Some Characteristics of Life Cycle Cost Analyses

Posted on February 28, 2013

In many cases making a decision involving the choice between competing design alternatives is best done by computing the life cycle cost (LCC) of each alternative. This is especially true when future costs associated with a given option are large and the required service life is long. What are the advantages and disadvantages of this approach?

The procedure for defining LCC values is based on establishing initial costs plus all the direct and indirect future costs of each alternative. This is easier said than done. First the definition of a “failure” or what constitutes lack of acceptable performance must be established for the given application. The analyst then needs to estimate when – during the extended service life – failure (or failures) of each alternative will occur and what the associated direct and indirect costs will be. The direct costs might be all the expenses of repairing or replacing the given alternative while the indirect costs might be the value of lost production or loss service to customers during the repair or replacement period(s). When there are violations of safety or environmental regulations these can produce additional indirect costs in the form of fines or negative publicity for the organization.  

The toughest part in completing a LCC calculation is defining when the failure (or failures) will occur during the required usage period. The simpler task is adjusting all the costs of each alternative to the same time basis so that they can be fairly compared. The latter is done using the time-value of money concept and appropriate discounting factors. Most undergraduate engineering students are introduced to these methods in a course entitled engineering economics. All future costs must be adjusted to the same point in time, e.g., to their present values, and then totaled for each alternative in order to make valid comparisons. Besides computing total present value costs, other financial methods that apply discounting factors can be used to make rational comparisons of options.      

Too often decision makers choose between different ways of solving a problem by comparing only the initial costs of what they assume to be equally effective alternatives without much thought. Alternatively they may generally understand the inferior long-term suitability of certain options (with low initial costs) but choose to dismiss a LCC analysis because of the extra work involved. Basing decisions on first costs is reasonable when the consequences of failure are small. However, defining LCC’s is clearly superior when a failure can result in large costs. Very often the direct costs of a failure are small compared to the much larger indirect costs. For example: frequently the cost of one unplanned emergency shutdown due to failure of a component or material with poor long-term reliability in a facility that must operate on a 24/7 basis makes the effort at completing a thorough LCC worthwhile.

As stated, the difficult part of developing an optimal LCC is estimating when a given type or quality of device or component in question will fail in a given service environment and what the total cost of that failure will be.
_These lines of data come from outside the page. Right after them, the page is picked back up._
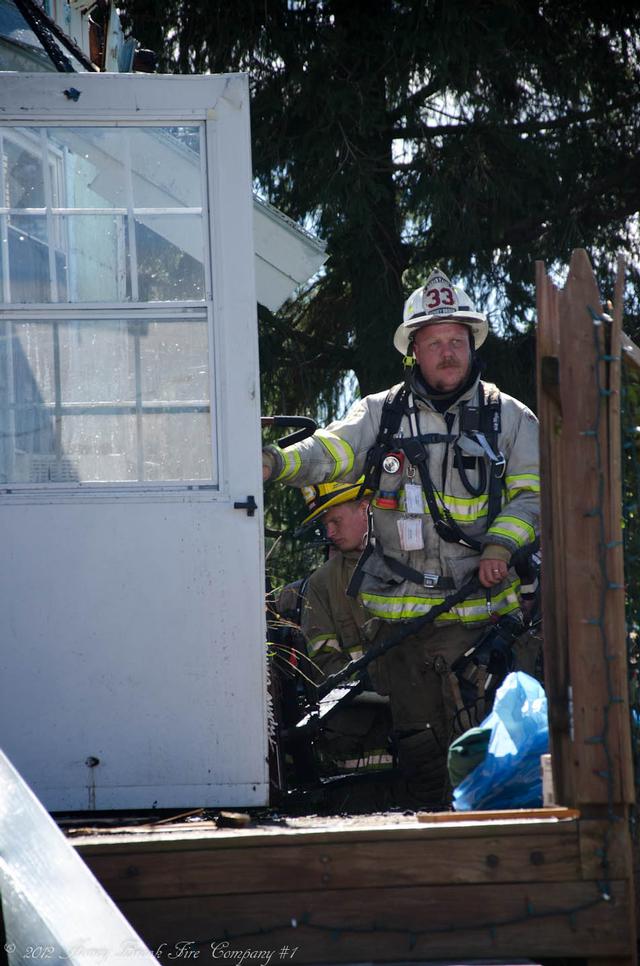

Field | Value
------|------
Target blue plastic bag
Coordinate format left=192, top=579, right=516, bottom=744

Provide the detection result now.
left=453, top=671, right=549, bottom=812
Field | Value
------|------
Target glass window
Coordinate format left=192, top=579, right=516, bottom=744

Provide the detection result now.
left=0, top=125, right=205, bottom=304
left=0, top=318, right=215, bottom=484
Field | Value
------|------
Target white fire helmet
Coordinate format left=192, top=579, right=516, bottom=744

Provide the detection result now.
left=393, top=268, right=489, bottom=355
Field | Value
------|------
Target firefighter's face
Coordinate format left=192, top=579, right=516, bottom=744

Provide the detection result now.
left=322, top=500, right=367, bottom=553
left=413, top=322, right=471, bottom=392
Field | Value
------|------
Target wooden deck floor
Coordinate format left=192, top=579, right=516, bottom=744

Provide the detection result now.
left=72, top=810, right=635, bottom=966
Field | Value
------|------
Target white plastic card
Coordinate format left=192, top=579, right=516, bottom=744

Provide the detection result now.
left=398, top=517, right=424, bottom=550
left=404, top=483, right=422, bottom=513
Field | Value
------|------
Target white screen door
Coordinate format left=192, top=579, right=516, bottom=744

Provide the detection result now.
left=0, top=74, right=268, bottom=810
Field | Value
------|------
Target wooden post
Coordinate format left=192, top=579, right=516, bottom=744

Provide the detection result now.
left=537, top=250, right=636, bottom=963
left=536, top=255, right=575, bottom=804
left=538, top=250, right=634, bottom=808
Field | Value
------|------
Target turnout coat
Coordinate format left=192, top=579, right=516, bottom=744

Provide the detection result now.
left=267, top=379, right=540, bottom=626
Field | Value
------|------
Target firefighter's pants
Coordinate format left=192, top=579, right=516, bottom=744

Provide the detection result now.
left=371, top=622, right=483, bottom=808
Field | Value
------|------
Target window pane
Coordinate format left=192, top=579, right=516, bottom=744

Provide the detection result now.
left=52, top=214, right=131, bottom=302
left=0, top=319, right=214, bottom=483
left=0, top=125, right=207, bottom=303
left=136, top=215, right=204, bottom=302
left=143, top=413, right=211, bottom=481
left=140, top=319, right=209, bottom=405
left=7, top=215, right=51, bottom=302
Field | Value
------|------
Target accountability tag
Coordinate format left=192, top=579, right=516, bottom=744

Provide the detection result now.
left=398, top=517, right=424, bottom=550
left=404, top=483, right=423, bottom=513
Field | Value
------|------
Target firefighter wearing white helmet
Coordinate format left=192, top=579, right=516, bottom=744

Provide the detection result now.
left=263, top=269, right=539, bottom=806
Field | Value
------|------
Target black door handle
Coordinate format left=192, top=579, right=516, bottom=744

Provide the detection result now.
left=233, top=494, right=258, bottom=517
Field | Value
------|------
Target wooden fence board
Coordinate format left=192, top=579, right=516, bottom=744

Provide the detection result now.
left=88, top=831, right=582, bottom=901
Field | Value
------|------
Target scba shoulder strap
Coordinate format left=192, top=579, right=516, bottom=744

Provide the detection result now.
left=358, top=383, right=409, bottom=499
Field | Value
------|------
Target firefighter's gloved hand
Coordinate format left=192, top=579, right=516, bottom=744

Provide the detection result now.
left=262, top=449, right=275, bottom=483
left=478, top=557, right=509, bottom=587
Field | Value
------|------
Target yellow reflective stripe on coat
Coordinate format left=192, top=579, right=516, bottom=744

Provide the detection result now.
left=314, top=429, right=355, bottom=483
left=335, top=750, right=393, bottom=771
left=361, top=580, right=520, bottom=624
left=396, top=488, right=489, bottom=523
left=487, top=513, right=536, bottom=547
left=275, top=449, right=300, bottom=482
left=504, top=473, right=540, bottom=500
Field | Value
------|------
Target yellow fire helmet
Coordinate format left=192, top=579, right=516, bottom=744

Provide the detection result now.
left=393, top=268, right=489, bottom=355
left=300, top=476, right=373, bottom=527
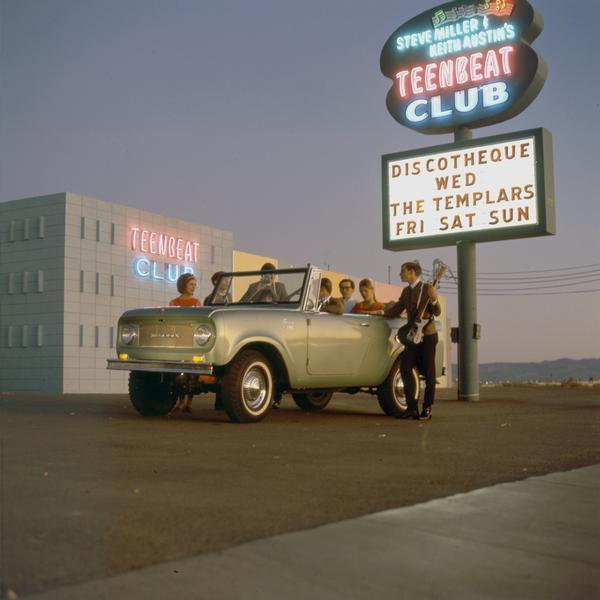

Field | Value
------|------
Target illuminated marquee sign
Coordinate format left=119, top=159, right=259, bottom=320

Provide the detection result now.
left=129, top=227, right=200, bottom=282
left=382, top=129, right=555, bottom=250
left=381, top=0, right=547, bottom=133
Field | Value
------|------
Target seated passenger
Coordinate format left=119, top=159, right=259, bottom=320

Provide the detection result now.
left=204, top=271, right=231, bottom=306
left=319, top=277, right=344, bottom=315
left=352, top=278, right=385, bottom=315
left=240, top=263, right=288, bottom=302
left=252, top=288, right=275, bottom=304
left=339, top=278, right=357, bottom=312
left=169, top=273, right=202, bottom=306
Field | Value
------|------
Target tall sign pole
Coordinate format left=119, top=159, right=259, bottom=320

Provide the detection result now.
left=380, top=0, right=555, bottom=400
left=454, top=127, right=479, bottom=401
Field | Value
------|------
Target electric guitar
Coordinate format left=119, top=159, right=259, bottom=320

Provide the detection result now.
left=396, top=259, right=448, bottom=346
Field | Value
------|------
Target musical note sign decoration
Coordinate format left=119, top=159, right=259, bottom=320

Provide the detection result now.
left=380, top=0, right=547, bottom=133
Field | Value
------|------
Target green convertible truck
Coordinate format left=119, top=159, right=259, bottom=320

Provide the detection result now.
left=108, top=265, right=442, bottom=422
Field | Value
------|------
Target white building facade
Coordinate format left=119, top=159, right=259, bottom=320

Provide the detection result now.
left=0, top=192, right=233, bottom=393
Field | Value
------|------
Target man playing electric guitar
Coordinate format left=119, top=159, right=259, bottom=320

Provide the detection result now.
left=384, top=262, right=442, bottom=420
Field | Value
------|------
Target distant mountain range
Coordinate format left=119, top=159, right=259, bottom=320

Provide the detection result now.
left=452, top=358, right=600, bottom=382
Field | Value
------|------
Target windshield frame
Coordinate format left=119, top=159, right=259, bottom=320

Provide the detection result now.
left=205, top=266, right=311, bottom=308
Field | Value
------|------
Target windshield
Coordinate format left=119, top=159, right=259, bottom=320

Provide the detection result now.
left=206, top=269, right=308, bottom=306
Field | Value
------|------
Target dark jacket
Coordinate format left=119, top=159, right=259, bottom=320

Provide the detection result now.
left=384, top=281, right=442, bottom=335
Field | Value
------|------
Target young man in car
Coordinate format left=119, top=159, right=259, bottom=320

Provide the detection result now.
left=339, top=278, right=356, bottom=313
left=384, top=261, right=442, bottom=420
left=319, top=277, right=344, bottom=315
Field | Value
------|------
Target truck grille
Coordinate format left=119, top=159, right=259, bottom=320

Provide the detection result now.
left=140, top=325, right=194, bottom=348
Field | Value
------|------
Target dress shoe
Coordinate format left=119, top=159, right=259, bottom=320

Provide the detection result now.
left=419, top=406, right=431, bottom=421
left=396, top=408, right=419, bottom=419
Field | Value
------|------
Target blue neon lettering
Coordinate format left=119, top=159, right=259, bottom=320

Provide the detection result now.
left=406, top=100, right=429, bottom=123
left=431, top=96, right=452, bottom=119
left=133, top=258, right=150, bottom=277
left=481, top=81, right=509, bottom=108
left=454, top=88, right=479, bottom=112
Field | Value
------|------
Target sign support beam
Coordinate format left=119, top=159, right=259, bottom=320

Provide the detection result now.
left=454, top=127, right=479, bottom=402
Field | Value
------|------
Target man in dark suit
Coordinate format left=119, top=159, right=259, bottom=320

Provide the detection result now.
left=240, top=263, right=288, bottom=302
left=384, top=262, right=442, bottom=420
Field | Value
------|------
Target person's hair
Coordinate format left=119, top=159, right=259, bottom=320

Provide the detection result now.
left=400, top=260, right=421, bottom=277
left=321, top=277, right=333, bottom=294
left=254, top=288, right=275, bottom=302
left=177, top=273, right=196, bottom=294
left=210, top=271, right=225, bottom=286
left=260, top=263, right=277, bottom=271
left=358, top=277, right=377, bottom=302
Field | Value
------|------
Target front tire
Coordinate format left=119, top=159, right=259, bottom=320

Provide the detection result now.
left=377, top=359, right=421, bottom=417
left=221, top=350, right=273, bottom=423
left=292, top=391, right=333, bottom=412
left=129, top=371, right=177, bottom=417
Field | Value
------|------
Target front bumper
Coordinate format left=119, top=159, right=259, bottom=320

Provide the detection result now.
left=106, top=358, right=214, bottom=375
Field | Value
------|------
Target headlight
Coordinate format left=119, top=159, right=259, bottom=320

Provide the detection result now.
left=194, top=325, right=212, bottom=346
left=121, top=325, right=138, bottom=344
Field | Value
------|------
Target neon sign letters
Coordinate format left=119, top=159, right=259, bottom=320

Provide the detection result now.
left=381, top=0, right=546, bottom=133
left=129, top=227, right=200, bottom=282
left=133, top=256, right=194, bottom=283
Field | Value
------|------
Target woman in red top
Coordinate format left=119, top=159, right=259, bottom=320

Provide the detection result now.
left=169, top=273, right=202, bottom=413
left=169, top=273, right=202, bottom=306
left=352, top=278, right=385, bottom=315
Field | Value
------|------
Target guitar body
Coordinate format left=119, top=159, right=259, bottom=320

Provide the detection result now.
left=396, top=319, right=428, bottom=346
left=396, top=259, right=448, bottom=347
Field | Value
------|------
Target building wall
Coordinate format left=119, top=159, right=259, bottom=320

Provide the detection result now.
left=0, top=193, right=233, bottom=393
left=0, top=194, right=65, bottom=392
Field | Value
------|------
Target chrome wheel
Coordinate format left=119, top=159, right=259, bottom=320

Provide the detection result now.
left=392, top=369, right=406, bottom=411
left=242, top=363, right=271, bottom=413
left=221, top=350, right=273, bottom=423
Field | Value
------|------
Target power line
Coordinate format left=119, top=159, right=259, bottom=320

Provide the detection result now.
left=426, top=271, right=600, bottom=285
left=436, top=277, right=600, bottom=292
left=440, top=288, right=600, bottom=296
left=423, top=263, right=600, bottom=277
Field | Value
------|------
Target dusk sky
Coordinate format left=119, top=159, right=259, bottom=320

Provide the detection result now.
left=0, top=0, right=600, bottom=362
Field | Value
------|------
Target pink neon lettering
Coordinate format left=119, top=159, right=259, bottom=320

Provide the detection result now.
left=469, top=52, right=483, bottom=81
left=425, top=63, right=438, bottom=92
left=483, top=52, right=500, bottom=79
left=131, top=227, right=140, bottom=250
left=456, top=56, right=469, bottom=85
left=439, top=60, right=454, bottom=88
left=410, top=67, right=423, bottom=94
left=140, top=229, right=148, bottom=252
left=396, top=71, right=408, bottom=98
left=498, top=46, right=514, bottom=75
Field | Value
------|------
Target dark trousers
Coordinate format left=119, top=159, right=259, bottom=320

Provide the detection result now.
left=400, top=333, right=438, bottom=410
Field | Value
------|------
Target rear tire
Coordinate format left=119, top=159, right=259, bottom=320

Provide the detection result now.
left=221, top=350, right=273, bottom=423
left=292, top=391, right=333, bottom=412
left=377, top=359, right=421, bottom=417
left=129, top=371, right=177, bottom=417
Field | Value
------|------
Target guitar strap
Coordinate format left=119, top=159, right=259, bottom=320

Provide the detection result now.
left=410, top=281, right=424, bottom=323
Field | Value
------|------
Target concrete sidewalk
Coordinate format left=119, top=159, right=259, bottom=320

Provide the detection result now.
left=28, top=465, right=600, bottom=600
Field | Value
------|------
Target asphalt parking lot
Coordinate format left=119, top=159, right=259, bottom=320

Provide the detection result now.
left=0, top=387, right=600, bottom=597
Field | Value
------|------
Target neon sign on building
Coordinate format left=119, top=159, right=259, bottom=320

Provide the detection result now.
left=129, top=227, right=200, bottom=282
left=381, top=0, right=547, bottom=133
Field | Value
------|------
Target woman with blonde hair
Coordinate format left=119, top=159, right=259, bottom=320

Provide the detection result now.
left=169, top=273, right=202, bottom=306
left=352, top=277, right=385, bottom=315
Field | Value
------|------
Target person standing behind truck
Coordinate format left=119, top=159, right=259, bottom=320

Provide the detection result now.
left=384, top=261, right=442, bottom=421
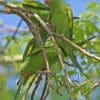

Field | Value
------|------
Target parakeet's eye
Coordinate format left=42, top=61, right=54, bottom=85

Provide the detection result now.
left=21, top=70, right=24, bottom=74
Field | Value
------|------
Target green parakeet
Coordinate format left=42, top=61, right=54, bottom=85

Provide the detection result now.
left=49, top=0, right=87, bottom=77
left=14, top=39, right=58, bottom=98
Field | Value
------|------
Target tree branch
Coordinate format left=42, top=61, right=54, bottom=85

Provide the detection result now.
left=0, top=55, right=23, bottom=63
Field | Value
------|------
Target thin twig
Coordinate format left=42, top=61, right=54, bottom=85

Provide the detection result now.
left=22, top=74, right=37, bottom=100
left=0, top=19, right=23, bottom=54
left=30, top=75, right=42, bottom=100
left=53, top=34, right=100, bottom=61
left=85, top=81, right=100, bottom=96
left=40, top=76, right=48, bottom=100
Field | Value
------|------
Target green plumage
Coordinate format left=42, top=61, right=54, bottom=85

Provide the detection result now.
left=50, top=0, right=87, bottom=77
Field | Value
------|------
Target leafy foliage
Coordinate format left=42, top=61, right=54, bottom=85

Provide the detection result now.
left=0, top=0, right=100, bottom=100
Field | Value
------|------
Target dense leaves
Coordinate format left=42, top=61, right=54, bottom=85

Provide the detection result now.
left=0, top=0, right=100, bottom=100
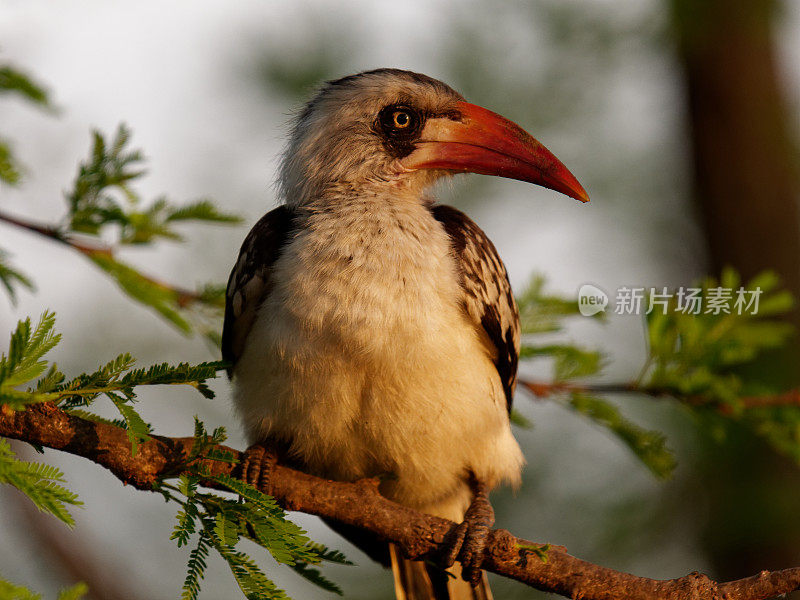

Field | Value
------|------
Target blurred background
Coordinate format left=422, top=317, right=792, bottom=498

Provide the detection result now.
left=0, top=0, right=800, bottom=599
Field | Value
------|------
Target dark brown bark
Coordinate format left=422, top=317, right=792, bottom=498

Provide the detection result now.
left=673, top=0, right=800, bottom=295
left=0, top=404, right=800, bottom=600
left=672, top=0, right=800, bottom=597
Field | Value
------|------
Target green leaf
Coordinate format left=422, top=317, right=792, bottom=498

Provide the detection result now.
left=181, top=531, right=212, bottom=600
left=0, top=312, right=61, bottom=408
left=58, top=582, right=89, bottom=600
left=566, top=392, right=676, bottom=478
left=106, top=392, right=151, bottom=456
left=0, top=577, right=42, bottom=600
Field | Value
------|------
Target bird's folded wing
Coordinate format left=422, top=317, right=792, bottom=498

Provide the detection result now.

Predicting the time of failure with a reasonable level of probability depends on the knowledge and experience of the individual(s) doing the analysis. Perhaps the most important aid in making these time-to-failure estimates is establishing and then maintaining specific historical records of what has worked in the past, what has not worked and what the detailed circumstances were in each case. Defining the costs associated with a failure may be less difficult but here the analyst must also have the most reliable data possible. For example, making a repair or a replacement because of a failure likely will require a partial or a complete stoppage of production or service to customers for some period of time. The analyst needs to know best estimates of what those time periods will be and what the associated direct and, more importantly, indirect costs will be.

In summary, completing LCC analyses requires extra efforts and results cannot be perfect because they must be based on best-available information. However, the process is justified in many situations.